Indonesia merupakan produsen sawit terbesar di dunia, yang menurut Rostanto telah menguasai 66% pangsa pasar, dan memasok 51,6 juta ton (data 2021) dari total permintaan internasional. Sebagai akibatnya Indonesia harus menyesuaikan kebijakan protektif lingkungan dari negara – negara tersebut.
Rostanto juga menyampaikan data tentang keterkaitan kelapa sawit dengan kondisi lapangan kerja di Indonesia. Kelapa sawit menyediakan lebih dari 4 juta lapangan kerja langsung dan 12 juta lapangan kerja tidak langsung.
Selain itu kelapa sawit berkontribusi dalam mendukung ketahanan energi, melalui program Mandatori Biodiesel B-30, pada tahun 2020 tingkat produksi telah meningkat sebesar 8.591.368,23 kl, dan melalui program sumber listrik terbarukan dengan 879 pabrik kelapa sawit berkapasitas 38.908 ton Tandan Buah Segar (TBS) per jam. Setiap 500 ton TBS/jam dapat menghasilkan listrik 23,5 MWh. Maka potensi total daya listrik yang dihasilkan sebesar 1.828,68 MWh.
Wajib ISPO
Perkebunan kelapa sawit telah memberikan banyak manfaat bagi kehidupan manusia, baik dari segi konsumsi maupun pendapatan untuk memenuhi kebutuhan hidup. Namun, untuk mengurangi dampak negatif mata rantai produksi minyak sawit, pemerintah menerbitkan Peraturan Presiden No. 44 Tahun 2020 tentang Sistem Sertifikasi Perkebunan Kelapa Sawit Berkelanjutan Indonesia (Indonesia Sustainable Palm Oil/ISPO). Regulasi ISPO merupakan bentuk komitmen Indonesia dalam menjawab isu negatif sawit Indonesia.
Penerapan ISPO bersifat wajib bagi seluruh pelaku usaha, termasuk para petani, dan efektif mulai tahun 2025. Dengan terbitnya Peraturan Presiden No. 44 Tahun 2020 tentang ISPO dan Permentan No.38 tahun 2020 tentang Penyelenggaraan Sertifikasi perkebunan kelapa sawit berkelanjutan menandai masuknya babak baru perkebunan sawit di Indonesia, dan diharapkan dapat sesuai dengan prinsip sustainability yang dikehendaki pasar internasional.
Pemahaman terhadap isu minyak nabati dan upaya memperkenalkan ISPO di pasar dunia menjadi penting bagi Indonesia. Sebagai produsen minyak sawit terbesar, Indonesia perlu mengantisipasi adanya kecenderungam kebijakan seleksi dari Eropa dan Amerika.

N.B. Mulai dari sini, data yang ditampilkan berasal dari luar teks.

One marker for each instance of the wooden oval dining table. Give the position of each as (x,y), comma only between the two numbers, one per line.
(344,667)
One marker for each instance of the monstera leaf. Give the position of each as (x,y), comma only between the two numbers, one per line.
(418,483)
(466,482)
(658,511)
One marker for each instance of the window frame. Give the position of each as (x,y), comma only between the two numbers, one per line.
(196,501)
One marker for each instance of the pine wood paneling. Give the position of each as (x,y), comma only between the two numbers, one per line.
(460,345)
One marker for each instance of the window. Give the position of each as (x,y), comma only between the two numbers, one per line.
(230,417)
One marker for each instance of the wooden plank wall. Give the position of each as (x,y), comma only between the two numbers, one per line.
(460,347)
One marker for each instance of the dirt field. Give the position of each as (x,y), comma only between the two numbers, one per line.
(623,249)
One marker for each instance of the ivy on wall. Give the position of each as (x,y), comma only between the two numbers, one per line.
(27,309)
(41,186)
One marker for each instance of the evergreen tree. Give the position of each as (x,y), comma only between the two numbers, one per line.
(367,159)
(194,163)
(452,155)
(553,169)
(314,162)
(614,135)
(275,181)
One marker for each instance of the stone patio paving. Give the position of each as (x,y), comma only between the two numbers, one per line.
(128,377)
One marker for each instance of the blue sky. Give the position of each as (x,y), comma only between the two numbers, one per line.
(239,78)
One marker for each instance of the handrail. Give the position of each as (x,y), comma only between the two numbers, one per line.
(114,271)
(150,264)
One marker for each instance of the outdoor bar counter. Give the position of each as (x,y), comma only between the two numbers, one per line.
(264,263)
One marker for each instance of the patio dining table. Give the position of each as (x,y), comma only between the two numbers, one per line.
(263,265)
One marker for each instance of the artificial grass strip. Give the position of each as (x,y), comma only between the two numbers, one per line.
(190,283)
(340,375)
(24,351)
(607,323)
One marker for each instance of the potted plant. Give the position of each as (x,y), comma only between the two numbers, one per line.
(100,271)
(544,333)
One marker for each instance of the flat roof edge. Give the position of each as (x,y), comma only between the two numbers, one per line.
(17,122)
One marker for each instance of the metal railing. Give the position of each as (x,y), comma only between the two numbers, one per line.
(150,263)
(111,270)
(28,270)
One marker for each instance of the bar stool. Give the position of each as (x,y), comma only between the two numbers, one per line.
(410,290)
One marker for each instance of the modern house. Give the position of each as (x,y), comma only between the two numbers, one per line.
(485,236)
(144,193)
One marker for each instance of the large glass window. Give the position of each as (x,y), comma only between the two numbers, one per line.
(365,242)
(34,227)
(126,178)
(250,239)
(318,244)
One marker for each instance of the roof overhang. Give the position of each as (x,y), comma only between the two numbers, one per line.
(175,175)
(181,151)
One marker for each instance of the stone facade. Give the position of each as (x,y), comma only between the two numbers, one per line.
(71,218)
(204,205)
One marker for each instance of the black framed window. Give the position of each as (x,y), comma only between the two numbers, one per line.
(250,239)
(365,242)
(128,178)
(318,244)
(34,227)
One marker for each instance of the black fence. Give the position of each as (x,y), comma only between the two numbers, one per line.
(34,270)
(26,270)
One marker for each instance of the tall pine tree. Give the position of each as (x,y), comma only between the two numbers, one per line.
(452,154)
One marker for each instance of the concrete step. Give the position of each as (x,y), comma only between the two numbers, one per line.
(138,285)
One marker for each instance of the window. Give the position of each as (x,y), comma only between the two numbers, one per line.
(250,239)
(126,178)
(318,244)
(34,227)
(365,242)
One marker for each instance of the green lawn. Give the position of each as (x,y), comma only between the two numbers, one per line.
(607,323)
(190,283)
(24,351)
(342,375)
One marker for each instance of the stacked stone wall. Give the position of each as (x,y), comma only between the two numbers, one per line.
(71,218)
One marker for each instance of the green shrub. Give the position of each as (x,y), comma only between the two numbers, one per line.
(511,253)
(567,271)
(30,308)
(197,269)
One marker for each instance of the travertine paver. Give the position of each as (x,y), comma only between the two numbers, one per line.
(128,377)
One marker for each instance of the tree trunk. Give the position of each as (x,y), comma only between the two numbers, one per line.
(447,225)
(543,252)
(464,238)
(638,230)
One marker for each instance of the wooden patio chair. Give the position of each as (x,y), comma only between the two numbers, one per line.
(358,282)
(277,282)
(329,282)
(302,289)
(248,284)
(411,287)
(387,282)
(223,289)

Rostanto mengatakan bahwa prinsip ISPO adalah terselenggaranya perkebunan sawit yang layak ekonomi, layak sosial, maupun layak lingkungan. Tantangan bagi pekebun sawit rakyat dalam skema wajib ISPO adalah pemenuhan aspek legalitas lahan kebun dan usaha budi daya juga praktik penerapan GAP dan penanganan limbah B3 serta pembiayaan persiapan maupun audit ISPO.
“Beberapa perkebunan sawit berstatus ilegal karena berada dalam kawasan hutan. “Sebagian besar lahan belum bersertifikat. Ada yang masih girik, bahkan ada yang tidak jelas statusnya. Begitu juga aspek legalitas usaha. Banyak petani masih belum terdaftar,” ungkap Rostanto.
Pemberlakuan standar ISPO bersifat wajib bagi semua pelaku usaha perkebunan kelapa sawit, baik perusahaan maupun petani. Sedangkan untuk petani diberikan tenggang waktu lima tahun yaitu sampai tahun 2025.
Dengan adanya berbagai kendala legalitas lahan maupun badan usaha tersebut, maka tantangan Yayasan KEHATI adalah bagaimana mempersiapkan para petani sawit mampu memenuhi standar sertifikasi ISPO.